#21047: set the default value for the *convert_charrefs* argument of HTMLParser to True. Patch by Berker Peksag.

author: Ezio Melotti <ezio.melotti@gmail.com> 2014-08-02 15:36:12 (GMT)
committer: Ezio Melotti <ezio.melotti@gmail.com> 2014-08-02 15:36:12 (GMT)
commit: 6fc16d81af0ec11e79a17e2af12e8653382cef26 (patch)
tree: 46c2ed00a7cb5efb78bafd818c3e2b9e04a66c01
parent: 11bec7a1b83d0edffbcff29dccbabd660f5a9a7b (diff)
download: cpython-6fc16d81af0ec11e79a17e2af12e8653382cef26.zip
cpython-6fc16d81af0ec11e79a17e2af12e8653382cef26.tar.gz
cpython-6fc16d81af0ec11e79a17e2af12e8653382cef26.tar.bz2
4 files changed, 12 insertions, 17 deletions
diff --git a/Doc/library/html.parser.rst b/Doc/library/html.parser.rst
index 67ae139..b84c60b 100644
--- a/Doc/library/html.parser.rst
+++ b/Doc/library/html.parser.rst
@@ -16,15 +16,13 @@
 This module defines a class :class:`HTMLParser` which serves as the basis for
 parsing text files formatted in HTML (HyperText Mark-up Language) and XHTML.
 
-.. class:: HTMLParser(*, convert_charrefs=False)
+.. class:: HTMLParser(*, convert_charrefs=True)
 
    Create a parser instance able to parse invalid markup.
 
-   If *convert_charrefs* is ``True`` (default: ``False``), all character
+   If *convert_charrefs* is ``True`` (the default), all character
    references (except the ones in ``script``/``style`` elements) are
    automatically converted to the corresponding Unicode characters.

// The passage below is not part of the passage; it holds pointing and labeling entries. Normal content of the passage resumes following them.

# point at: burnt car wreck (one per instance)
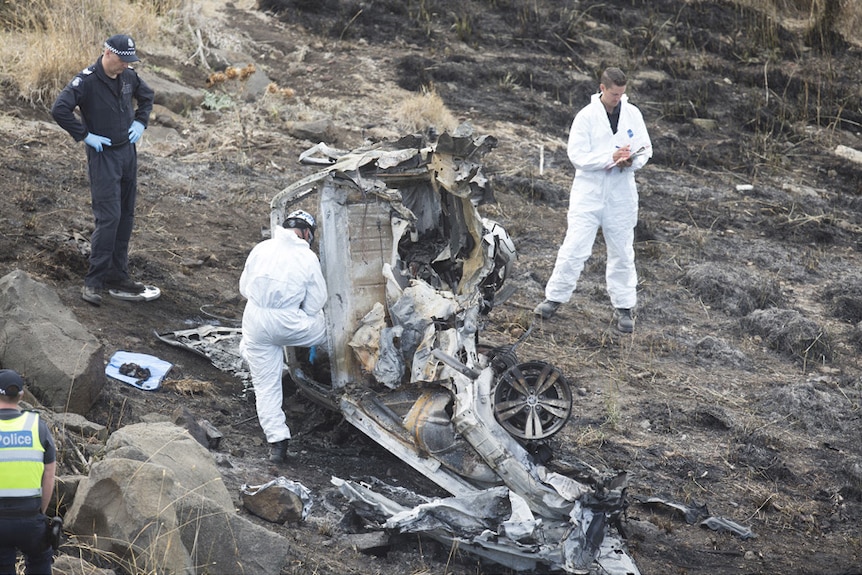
(411, 270)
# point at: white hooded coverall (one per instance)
(286, 293)
(603, 196)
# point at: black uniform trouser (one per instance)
(113, 191)
(29, 535)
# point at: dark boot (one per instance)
(625, 321)
(278, 451)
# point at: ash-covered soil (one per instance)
(740, 388)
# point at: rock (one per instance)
(80, 425)
(373, 543)
(172, 447)
(316, 131)
(279, 501)
(849, 154)
(65, 487)
(167, 510)
(62, 363)
(705, 124)
(175, 97)
(67, 565)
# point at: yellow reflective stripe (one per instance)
(12, 455)
(21, 466)
(21, 492)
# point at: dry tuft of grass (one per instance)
(46, 42)
(189, 386)
(418, 113)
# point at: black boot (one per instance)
(278, 451)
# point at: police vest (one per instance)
(21, 456)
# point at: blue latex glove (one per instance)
(96, 142)
(135, 131)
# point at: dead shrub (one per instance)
(787, 331)
(730, 289)
(421, 112)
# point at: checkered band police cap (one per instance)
(123, 46)
(11, 383)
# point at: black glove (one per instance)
(55, 532)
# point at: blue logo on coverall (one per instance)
(16, 439)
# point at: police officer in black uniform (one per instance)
(27, 464)
(110, 125)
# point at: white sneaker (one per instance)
(547, 309)
(625, 321)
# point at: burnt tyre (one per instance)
(532, 400)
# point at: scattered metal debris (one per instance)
(699, 514)
(411, 270)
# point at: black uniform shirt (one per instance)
(106, 104)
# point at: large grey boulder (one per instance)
(175, 97)
(61, 362)
(158, 502)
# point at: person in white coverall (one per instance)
(284, 285)
(608, 142)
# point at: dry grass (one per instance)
(45, 42)
(417, 113)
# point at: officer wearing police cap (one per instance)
(27, 464)
(110, 125)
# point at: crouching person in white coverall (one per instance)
(286, 293)
(608, 142)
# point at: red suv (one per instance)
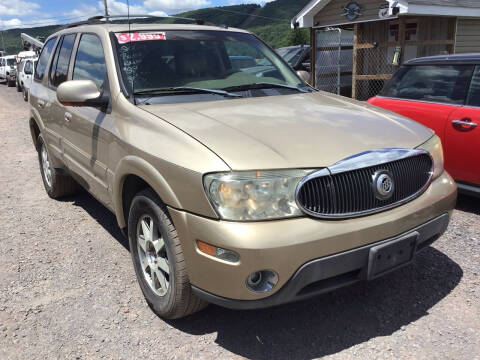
(443, 93)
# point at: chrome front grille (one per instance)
(347, 189)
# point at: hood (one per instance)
(293, 131)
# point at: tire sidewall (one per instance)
(48, 188)
(144, 205)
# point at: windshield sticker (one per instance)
(124, 38)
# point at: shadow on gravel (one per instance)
(100, 213)
(332, 322)
(469, 204)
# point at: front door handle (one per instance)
(464, 124)
(41, 103)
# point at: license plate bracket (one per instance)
(390, 256)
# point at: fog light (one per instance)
(262, 281)
(220, 253)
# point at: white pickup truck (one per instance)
(8, 69)
(25, 76)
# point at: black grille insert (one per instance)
(351, 193)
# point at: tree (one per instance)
(298, 37)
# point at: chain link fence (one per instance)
(333, 61)
(378, 53)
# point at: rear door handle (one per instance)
(464, 124)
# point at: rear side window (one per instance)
(59, 71)
(90, 60)
(473, 98)
(435, 83)
(44, 57)
(28, 67)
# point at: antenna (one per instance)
(106, 9)
(130, 51)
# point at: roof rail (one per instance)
(98, 19)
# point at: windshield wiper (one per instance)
(189, 89)
(263, 85)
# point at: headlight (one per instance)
(434, 147)
(254, 195)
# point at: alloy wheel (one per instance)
(153, 255)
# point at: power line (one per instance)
(245, 14)
(49, 22)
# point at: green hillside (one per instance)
(270, 22)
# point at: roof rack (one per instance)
(98, 19)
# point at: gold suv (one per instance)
(237, 183)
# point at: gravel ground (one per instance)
(68, 289)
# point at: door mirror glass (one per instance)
(304, 76)
(80, 93)
(28, 68)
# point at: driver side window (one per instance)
(90, 61)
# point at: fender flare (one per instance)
(134, 165)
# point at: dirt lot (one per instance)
(68, 289)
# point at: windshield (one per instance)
(153, 62)
(290, 55)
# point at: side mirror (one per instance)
(80, 93)
(304, 76)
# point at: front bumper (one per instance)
(332, 272)
(286, 246)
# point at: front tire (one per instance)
(56, 185)
(158, 258)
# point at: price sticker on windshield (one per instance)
(124, 38)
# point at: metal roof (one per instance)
(460, 8)
(456, 3)
(458, 59)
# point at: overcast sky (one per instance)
(30, 13)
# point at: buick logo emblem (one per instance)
(383, 185)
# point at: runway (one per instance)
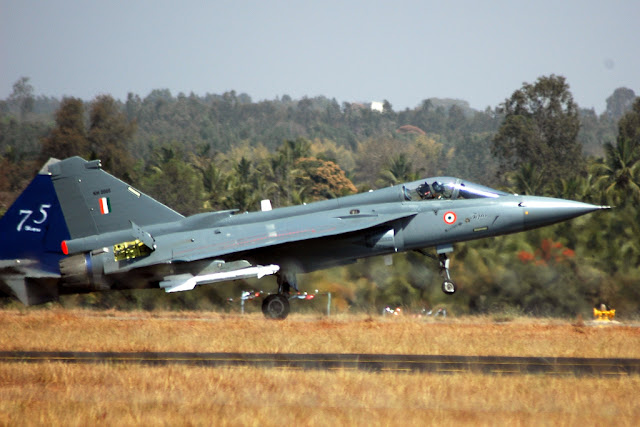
(367, 362)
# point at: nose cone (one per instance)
(541, 211)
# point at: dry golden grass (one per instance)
(78, 330)
(65, 394)
(59, 394)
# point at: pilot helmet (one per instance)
(423, 190)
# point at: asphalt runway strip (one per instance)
(335, 361)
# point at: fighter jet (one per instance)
(77, 228)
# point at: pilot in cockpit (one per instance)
(424, 191)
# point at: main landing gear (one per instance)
(276, 306)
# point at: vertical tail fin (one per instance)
(33, 227)
(95, 202)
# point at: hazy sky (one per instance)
(401, 51)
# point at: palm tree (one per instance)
(619, 174)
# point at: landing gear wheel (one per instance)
(448, 287)
(275, 307)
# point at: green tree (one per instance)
(175, 183)
(619, 172)
(540, 127)
(620, 102)
(69, 137)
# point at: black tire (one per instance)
(275, 307)
(448, 287)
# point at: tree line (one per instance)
(201, 153)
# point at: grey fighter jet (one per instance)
(93, 232)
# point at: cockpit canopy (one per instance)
(447, 188)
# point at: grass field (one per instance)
(61, 394)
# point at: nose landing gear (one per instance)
(448, 287)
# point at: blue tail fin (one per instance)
(33, 228)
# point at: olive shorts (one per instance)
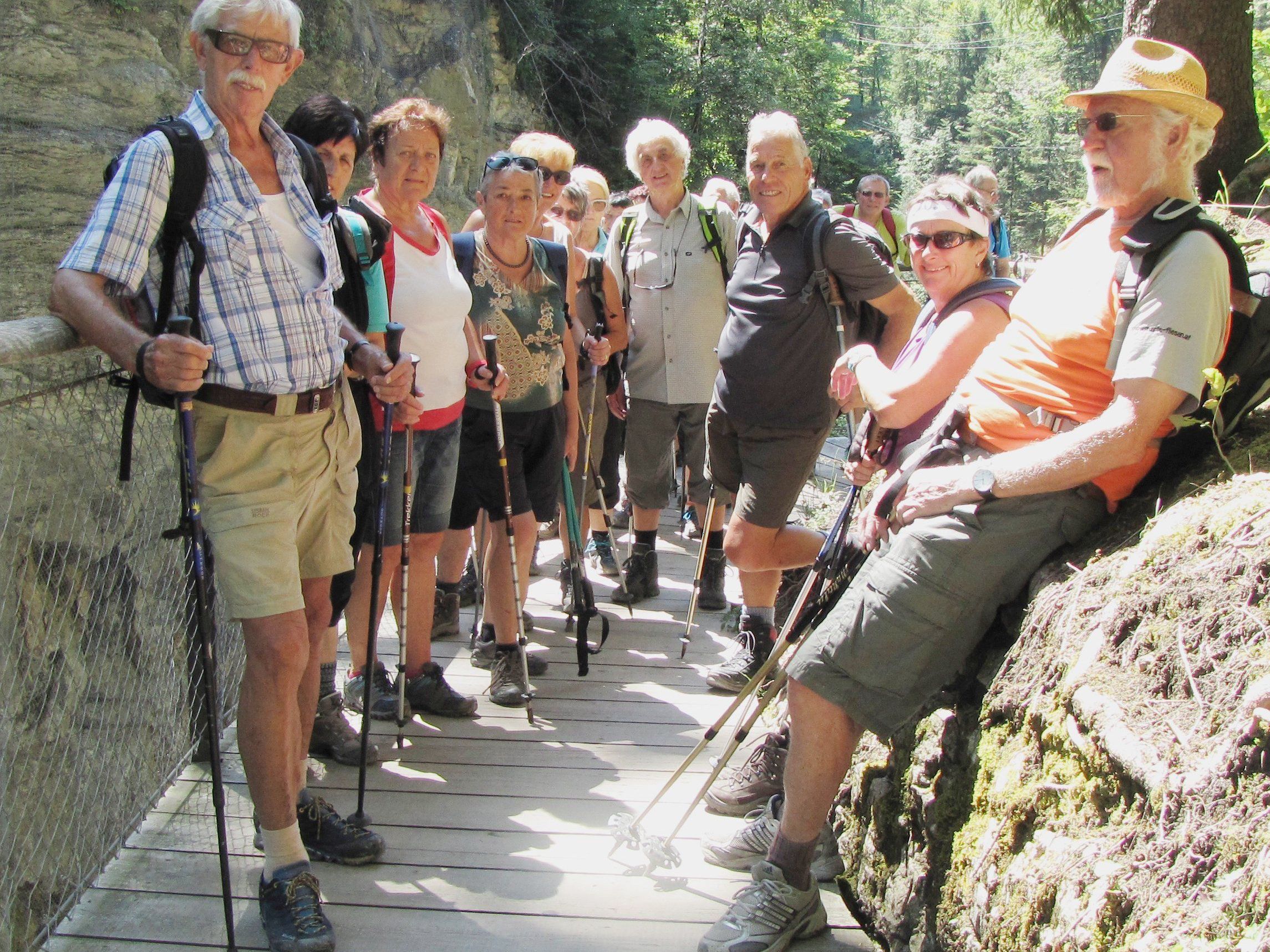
(921, 603)
(277, 501)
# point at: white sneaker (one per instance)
(751, 843)
(768, 915)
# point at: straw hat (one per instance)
(1159, 73)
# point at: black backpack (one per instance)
(189, 182)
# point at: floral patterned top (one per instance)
(530, 323)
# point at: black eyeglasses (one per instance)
(238, 45)
(944, 240)
(497, 163)
(1103, 122)
(562, 178)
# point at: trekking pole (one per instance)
(697, 579)
(183, 327)
(404, 600)
(393, 343)
(522, 642)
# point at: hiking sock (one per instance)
(794, 860)
(327, 679)
(282, 848)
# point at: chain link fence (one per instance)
(99, 681)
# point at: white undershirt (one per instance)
(303, 253)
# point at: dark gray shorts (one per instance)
(766, 467)
(920, 606)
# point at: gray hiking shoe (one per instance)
(445, 615)
(639, 576)
(712, 598)
(752, 783)
(428, 692)
(766, 915)
(334, 736)
(383, 695)
(507, 685)
(750, 844)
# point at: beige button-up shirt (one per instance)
(679, 301)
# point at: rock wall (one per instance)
(82, 78)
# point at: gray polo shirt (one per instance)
(776, 352)
(675, 329)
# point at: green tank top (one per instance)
(530, 327)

-   The use of ``convert_charrefs=True`` is encouraged and will become
-   the default in Python 3.5.
 
    An :class:`.HTMLParser` instance is fed HTML data and calls handler methods
    when start tags, end tags, text, comments, and other markup elements are
@@ -37,6 +35,9 @@ parsing text files formatted in HTML (HyperText Mark-up Language) and XHTML.
    .. versionchanged:: 3.4
       *convert_charrefs* keyword argument added.
 
+   .. versionchanged:: 3.5
+      The default value for argument *convert_charrefs* is now ``True``.
+
 
 Example HTML Parser Application
 -------------------------------
diff --git a/Lib/html/parser.py b/Lib/html/parser.py
index 5a4f9e1..390d4cc 100644
--- a/Lib/html/parser.py
+++ b/Lib/html/parser.py
@@ -59,7 +59,6 @@ endendtag = re.compile('>')
 endtagfind = re.compile('</\s*([a-zA-Z][-.a-zA-Z0-9:_]*)\s*>')
 
 
-_default_sentinel = object()
 
 class HTMLParser(_markupbase.ParserBase):
     """Find tags and other markup and call handler functions.
@@ -85,17 +84,12 @@ class HTMLParser(_markupbase.ParserBase):
 
     CDATA_CONTENT_ELEMENTS = ("script", "style")
 
-    def __init__(self, *, convert_charrefs=_default_sentinel):
+    def __init__(self, *, convert_charrefs=True):
         """Initialize and reset this instance.
 
-        If convert_charrefs is True (default: False), all character references
+        If convert_charrefs is True (the default), all character references
         are automatically converted to the corresponding Unicode characters.
         """
-        if convert_charrefs is _default_sentinel:
-            convert_charrefs = False  # default
-            warnings.warn("The value of convert_charrefs will become True in "
-                          "3.5. You are encouraged to set the value explicitly.",
-                          DeprecationWarning, stacklevel=2)
         self.convert_charrefs = convert_charrefs
         self.reset()
 
diff --git a/Lib/test/test_htmlparser.py b/Lib/test/test_htmlparser.py
index 1aa150803..de8f3e8 100644
--- a/Lib/test/test_htmlparser.py
+++ b/Lib/test/test_htmlparser.py
@@ -346,7 +346,8 @@ text
         self._run_check(html, expected)
 
     def test_convert_charrefs(self):
-        collector = lambda: EventCollectorCharrefs(convert_charrefs=True)
+        # default value for convert_charrefs is now True
+        collector = lambda: EventCollectorCharrefs()
         self.assertTrue(collector().convert_charrefs)
         charrefs = ['&quot;', '&#34;', '&#x22;', '&quot', '&#34', '&#x22']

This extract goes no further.